After years of letting its cash flow strengthen its balance sheet, footwear company Skechers (SKX -9.15%) finally began to send some of its excess cash to shareholders last year. The company announced a $150 million share buyback program in February 2018.
Unfortunately, the pace of that buyback program has been anemic. The company spent $100 million on its own shares in 2018, enough to reduce the outstanding share count only slightly. Skechers' diluted share count was down just 0.7% year over year at the end of 2018.
To Skechers' credit, the buyback was ramped up in the fourth quarter as the stock market was melting down. Skechers spent $41.9 million on buybacks in the fourth quarter alone, paying an average price below $25 per share. Instead of blindly buying back shares at any price, Skechers is being opportunistic. That's a good thing.

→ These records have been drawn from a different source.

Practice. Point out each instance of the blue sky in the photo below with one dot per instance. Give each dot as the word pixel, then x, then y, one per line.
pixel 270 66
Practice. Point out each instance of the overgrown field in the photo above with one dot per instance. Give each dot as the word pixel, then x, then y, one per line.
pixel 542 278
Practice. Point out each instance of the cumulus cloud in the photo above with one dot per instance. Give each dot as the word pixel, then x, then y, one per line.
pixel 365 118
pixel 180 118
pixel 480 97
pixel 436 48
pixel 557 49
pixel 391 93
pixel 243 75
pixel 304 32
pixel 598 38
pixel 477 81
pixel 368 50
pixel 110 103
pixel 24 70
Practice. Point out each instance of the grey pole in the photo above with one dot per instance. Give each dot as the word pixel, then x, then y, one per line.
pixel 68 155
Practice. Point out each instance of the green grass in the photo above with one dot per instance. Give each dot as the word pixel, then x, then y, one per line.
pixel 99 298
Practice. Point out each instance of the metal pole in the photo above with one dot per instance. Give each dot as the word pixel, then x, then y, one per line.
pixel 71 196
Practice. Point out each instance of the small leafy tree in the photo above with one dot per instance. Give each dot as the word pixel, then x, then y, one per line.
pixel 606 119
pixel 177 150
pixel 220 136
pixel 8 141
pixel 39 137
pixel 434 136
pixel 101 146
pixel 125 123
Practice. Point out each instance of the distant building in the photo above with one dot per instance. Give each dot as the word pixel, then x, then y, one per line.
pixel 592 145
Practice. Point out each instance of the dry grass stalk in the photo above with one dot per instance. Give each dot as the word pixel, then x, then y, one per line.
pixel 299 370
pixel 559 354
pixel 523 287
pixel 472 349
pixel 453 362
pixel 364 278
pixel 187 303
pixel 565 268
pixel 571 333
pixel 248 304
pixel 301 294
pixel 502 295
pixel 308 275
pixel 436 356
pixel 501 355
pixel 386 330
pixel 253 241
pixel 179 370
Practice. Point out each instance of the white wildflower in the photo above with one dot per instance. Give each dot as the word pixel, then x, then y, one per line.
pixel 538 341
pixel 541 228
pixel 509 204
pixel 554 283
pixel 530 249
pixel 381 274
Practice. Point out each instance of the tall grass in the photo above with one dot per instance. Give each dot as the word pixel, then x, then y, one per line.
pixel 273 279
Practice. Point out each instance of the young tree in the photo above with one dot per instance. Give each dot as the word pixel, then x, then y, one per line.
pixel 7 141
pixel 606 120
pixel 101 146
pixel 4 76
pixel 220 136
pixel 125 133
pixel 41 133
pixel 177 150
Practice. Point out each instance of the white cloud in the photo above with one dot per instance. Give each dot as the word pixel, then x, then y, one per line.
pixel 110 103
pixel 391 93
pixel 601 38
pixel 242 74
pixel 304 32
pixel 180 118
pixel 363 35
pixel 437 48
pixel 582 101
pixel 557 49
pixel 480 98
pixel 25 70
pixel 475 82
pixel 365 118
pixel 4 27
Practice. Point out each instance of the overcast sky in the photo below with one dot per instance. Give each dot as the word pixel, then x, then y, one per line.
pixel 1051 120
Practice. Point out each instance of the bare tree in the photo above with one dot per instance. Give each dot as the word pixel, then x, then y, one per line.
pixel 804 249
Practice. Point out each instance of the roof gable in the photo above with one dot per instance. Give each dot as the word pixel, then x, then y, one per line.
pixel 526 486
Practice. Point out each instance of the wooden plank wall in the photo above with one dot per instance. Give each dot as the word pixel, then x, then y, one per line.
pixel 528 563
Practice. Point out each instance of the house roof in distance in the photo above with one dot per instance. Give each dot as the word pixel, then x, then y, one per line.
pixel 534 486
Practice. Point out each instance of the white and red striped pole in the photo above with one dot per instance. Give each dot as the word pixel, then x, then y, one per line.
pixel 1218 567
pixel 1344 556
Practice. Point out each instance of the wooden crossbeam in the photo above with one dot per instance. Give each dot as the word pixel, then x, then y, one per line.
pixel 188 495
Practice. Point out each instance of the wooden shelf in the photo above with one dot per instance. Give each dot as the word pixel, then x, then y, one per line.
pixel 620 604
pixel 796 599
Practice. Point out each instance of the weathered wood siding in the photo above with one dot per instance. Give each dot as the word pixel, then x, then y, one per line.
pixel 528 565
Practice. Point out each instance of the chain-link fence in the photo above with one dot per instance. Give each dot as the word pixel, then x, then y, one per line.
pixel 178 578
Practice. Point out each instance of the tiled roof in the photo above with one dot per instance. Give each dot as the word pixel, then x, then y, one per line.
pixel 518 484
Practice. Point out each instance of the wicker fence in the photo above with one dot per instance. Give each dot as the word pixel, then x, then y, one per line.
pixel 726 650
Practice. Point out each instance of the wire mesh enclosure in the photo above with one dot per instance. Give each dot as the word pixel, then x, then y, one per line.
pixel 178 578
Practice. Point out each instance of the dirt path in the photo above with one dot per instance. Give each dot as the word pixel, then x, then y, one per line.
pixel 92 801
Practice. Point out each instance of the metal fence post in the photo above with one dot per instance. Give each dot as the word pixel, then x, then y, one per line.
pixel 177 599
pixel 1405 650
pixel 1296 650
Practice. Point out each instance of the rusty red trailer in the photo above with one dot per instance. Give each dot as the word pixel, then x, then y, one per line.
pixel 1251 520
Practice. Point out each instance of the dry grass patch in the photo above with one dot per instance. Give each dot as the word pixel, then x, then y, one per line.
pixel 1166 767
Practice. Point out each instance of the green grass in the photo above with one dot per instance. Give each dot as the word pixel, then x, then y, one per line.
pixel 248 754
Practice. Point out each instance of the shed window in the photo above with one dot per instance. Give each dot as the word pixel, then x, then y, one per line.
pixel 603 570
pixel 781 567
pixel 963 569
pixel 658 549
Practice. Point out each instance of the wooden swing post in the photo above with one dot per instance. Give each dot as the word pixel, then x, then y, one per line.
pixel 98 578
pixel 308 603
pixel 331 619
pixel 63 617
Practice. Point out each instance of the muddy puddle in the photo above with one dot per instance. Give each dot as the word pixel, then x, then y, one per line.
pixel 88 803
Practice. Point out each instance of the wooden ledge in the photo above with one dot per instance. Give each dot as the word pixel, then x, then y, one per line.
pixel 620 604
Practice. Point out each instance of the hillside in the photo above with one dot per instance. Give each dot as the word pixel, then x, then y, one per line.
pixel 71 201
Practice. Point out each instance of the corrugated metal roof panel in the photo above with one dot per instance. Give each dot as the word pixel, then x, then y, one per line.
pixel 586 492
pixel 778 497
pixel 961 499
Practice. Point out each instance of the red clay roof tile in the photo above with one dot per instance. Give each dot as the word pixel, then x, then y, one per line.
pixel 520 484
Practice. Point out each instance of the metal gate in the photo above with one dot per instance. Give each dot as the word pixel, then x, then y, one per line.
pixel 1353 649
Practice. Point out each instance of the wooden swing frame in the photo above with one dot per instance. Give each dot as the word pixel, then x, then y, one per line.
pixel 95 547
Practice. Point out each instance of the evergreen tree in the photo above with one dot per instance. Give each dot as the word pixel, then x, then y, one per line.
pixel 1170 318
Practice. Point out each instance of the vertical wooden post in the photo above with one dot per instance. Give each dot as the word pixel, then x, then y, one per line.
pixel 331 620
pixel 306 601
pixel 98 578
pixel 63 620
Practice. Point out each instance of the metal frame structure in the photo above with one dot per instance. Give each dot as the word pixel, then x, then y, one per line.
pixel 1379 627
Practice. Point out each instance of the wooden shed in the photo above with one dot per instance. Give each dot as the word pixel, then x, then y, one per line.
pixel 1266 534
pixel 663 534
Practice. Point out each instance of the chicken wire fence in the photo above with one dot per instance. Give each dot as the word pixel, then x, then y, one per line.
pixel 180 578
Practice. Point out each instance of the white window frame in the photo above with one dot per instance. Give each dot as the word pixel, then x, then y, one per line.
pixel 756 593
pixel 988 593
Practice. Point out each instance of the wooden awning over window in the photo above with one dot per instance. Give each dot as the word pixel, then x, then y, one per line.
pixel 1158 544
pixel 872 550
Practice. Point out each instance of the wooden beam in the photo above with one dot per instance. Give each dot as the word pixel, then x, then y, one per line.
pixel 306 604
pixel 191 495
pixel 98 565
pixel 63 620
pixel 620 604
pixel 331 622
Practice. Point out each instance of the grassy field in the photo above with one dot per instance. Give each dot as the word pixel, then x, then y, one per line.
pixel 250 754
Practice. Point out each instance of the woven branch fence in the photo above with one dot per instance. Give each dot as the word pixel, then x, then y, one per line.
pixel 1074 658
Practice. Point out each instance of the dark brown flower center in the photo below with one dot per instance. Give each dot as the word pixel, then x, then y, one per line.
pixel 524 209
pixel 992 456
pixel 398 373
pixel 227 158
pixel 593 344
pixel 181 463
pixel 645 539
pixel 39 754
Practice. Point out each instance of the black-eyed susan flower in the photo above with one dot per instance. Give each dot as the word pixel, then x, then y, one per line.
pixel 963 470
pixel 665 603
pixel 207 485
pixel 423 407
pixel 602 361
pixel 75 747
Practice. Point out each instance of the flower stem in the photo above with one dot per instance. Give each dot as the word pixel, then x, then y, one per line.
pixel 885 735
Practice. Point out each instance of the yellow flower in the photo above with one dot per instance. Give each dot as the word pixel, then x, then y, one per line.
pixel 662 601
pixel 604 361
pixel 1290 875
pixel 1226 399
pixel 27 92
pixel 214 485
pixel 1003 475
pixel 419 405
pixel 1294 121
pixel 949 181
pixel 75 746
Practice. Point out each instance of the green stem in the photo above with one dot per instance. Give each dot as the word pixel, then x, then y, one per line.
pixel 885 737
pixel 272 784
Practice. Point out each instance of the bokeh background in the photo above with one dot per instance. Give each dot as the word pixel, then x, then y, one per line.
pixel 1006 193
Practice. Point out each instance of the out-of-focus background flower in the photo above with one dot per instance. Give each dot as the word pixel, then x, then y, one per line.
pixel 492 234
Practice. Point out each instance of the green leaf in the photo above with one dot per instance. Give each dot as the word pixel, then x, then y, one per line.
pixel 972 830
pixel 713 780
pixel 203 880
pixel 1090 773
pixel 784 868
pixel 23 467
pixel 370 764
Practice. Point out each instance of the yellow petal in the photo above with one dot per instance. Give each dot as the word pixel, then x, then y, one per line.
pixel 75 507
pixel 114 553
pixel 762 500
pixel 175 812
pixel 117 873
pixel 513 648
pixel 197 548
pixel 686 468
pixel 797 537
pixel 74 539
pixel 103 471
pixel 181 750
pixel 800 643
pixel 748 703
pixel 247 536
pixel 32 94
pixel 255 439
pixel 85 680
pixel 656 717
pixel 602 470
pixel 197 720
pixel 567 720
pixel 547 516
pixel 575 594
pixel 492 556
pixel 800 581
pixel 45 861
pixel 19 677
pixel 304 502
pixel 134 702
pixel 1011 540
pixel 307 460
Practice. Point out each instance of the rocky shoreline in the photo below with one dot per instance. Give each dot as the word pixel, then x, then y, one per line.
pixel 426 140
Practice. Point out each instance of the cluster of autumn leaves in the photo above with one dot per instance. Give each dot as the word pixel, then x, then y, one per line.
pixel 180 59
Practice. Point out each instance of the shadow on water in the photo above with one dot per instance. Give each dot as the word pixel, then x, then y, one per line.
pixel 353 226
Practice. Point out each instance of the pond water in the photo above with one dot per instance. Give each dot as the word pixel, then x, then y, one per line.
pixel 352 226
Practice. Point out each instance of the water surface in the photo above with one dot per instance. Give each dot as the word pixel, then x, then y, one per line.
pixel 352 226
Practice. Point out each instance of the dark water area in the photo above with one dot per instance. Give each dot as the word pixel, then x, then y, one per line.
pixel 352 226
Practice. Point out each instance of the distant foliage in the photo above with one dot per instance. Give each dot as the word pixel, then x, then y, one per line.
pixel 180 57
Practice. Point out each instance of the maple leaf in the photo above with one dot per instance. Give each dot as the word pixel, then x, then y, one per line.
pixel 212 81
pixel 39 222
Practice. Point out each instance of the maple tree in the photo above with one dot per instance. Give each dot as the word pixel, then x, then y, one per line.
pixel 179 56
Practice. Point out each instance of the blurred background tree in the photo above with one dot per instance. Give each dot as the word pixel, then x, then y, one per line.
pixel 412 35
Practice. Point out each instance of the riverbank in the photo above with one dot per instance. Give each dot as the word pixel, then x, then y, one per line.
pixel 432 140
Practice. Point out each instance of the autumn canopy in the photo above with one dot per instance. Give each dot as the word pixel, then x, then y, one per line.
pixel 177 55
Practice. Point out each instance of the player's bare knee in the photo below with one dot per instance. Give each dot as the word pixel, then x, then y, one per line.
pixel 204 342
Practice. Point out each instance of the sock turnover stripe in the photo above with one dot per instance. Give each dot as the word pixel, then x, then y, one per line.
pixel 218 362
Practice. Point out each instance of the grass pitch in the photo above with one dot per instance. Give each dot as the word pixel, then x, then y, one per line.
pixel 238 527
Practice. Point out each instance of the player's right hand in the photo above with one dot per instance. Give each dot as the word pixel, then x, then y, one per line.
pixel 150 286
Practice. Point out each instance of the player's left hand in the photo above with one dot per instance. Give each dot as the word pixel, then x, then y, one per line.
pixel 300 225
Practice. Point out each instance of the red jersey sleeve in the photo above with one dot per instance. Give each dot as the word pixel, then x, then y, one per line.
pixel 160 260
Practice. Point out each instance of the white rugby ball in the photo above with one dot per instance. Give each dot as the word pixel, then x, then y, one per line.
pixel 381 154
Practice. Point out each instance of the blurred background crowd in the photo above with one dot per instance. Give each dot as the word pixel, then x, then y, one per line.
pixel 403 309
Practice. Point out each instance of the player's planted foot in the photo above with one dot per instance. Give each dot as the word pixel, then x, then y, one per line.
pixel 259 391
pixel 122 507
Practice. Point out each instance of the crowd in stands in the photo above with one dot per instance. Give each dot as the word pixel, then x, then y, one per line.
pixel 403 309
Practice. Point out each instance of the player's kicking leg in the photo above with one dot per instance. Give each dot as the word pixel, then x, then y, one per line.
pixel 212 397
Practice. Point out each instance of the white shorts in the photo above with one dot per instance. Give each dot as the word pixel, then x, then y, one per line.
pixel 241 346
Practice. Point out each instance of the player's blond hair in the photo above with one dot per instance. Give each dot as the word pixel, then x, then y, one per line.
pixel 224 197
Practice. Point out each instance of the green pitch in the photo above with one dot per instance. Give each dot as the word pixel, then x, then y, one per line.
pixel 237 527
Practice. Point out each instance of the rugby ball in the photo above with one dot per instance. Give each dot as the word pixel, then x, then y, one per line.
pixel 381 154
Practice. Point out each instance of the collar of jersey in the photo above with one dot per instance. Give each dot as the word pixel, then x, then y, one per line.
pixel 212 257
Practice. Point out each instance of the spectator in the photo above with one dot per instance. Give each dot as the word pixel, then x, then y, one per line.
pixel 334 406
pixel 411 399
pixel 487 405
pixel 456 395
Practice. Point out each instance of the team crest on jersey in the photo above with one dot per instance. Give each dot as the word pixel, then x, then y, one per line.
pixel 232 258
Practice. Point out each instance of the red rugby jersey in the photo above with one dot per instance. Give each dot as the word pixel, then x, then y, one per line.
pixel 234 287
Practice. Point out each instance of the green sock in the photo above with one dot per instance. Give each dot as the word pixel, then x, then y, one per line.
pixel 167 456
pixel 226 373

But the scale of the buyback program just isn't enough. This is a company worth $5 billion, with nearly $1 billion of cash, short-term investments, and long-term investments net of debt on the balance sheet as of the end of 2018. A $150 million buyback program spanning multiple years won't move the needle, and it won't stop cash from piling up. Over the past five years, Skechers has averaged around $180 million of annual free cash flow.
The company needs to put more firepower behind its buyback program, or it needs to start paying a dividend.
A mountain of cash
Skechers has greatly improved its balance sheet over the past decade, particularly in the past five years. The company has been able to largely avoid debt, and its cash balance has soared.
The company has enjoyed a growth spurt over the past five years, driven by its international business. Total revenue has doubled since 2014, and operating income has more than doubled. Skechers has been investing in growth as it expands its international presence and its direct-to-consumer business, but the company is still generating more cash than it knows what to do with.
Based on the average analyst estimate for 2019 earnings, Skechers stock trades at a P/E of about 15. But that ratio doesn't factor in the net cash on the balance sheet at all. If you back out the net cash, the enterprise value-to-earnings ratio is roughly 12. I'm using numbers from the end of 2018, not the first quarter of 2019, since seasonality leads to swings in Skechers' cash throughout the year.
Given the company's growth prospects, a EV/E of 12 doesn't seem right. The S&P 500 currently trades for more than 20 times trailing-12-month earnings, so Skechers is trading at a significant discount to the market, even ignoring the excess cash.
More buybacks, a dividend, or both
One way to remove this complication is to use some of that excess cash that's skewing the valuation metrics. Skechers should absolutely maintain a fortress balance sheet, but it doesn't need anywhere near as much cash as it currently has. A much bigger buyback would do the trick.
Skechers could buy back 10% of its outstanding shares, and it would still have more net cash on the books than it had five years ago. That would reduce how much its cash-rich balance sheet skews its valuation metrics, and it would give a nice boost to per-share earnings.
A dividend is another option. If Skechers wanted to pay investors a 2% yield, that would cost the company $0.63 per share, or less than $100 million, annually. The payout ratio would be around 30% based on earnings estimates for 2019, and the cash on the balance sheet would provide a backstop in case earnings deteriorated. A dividend would also make the stock more palatable to a wider swath of investors.
Skechers can easily afford to continue to invest in growth while ramping up capital returns to shareholders. The current buyback program is a start, but it's not enough to move the needle.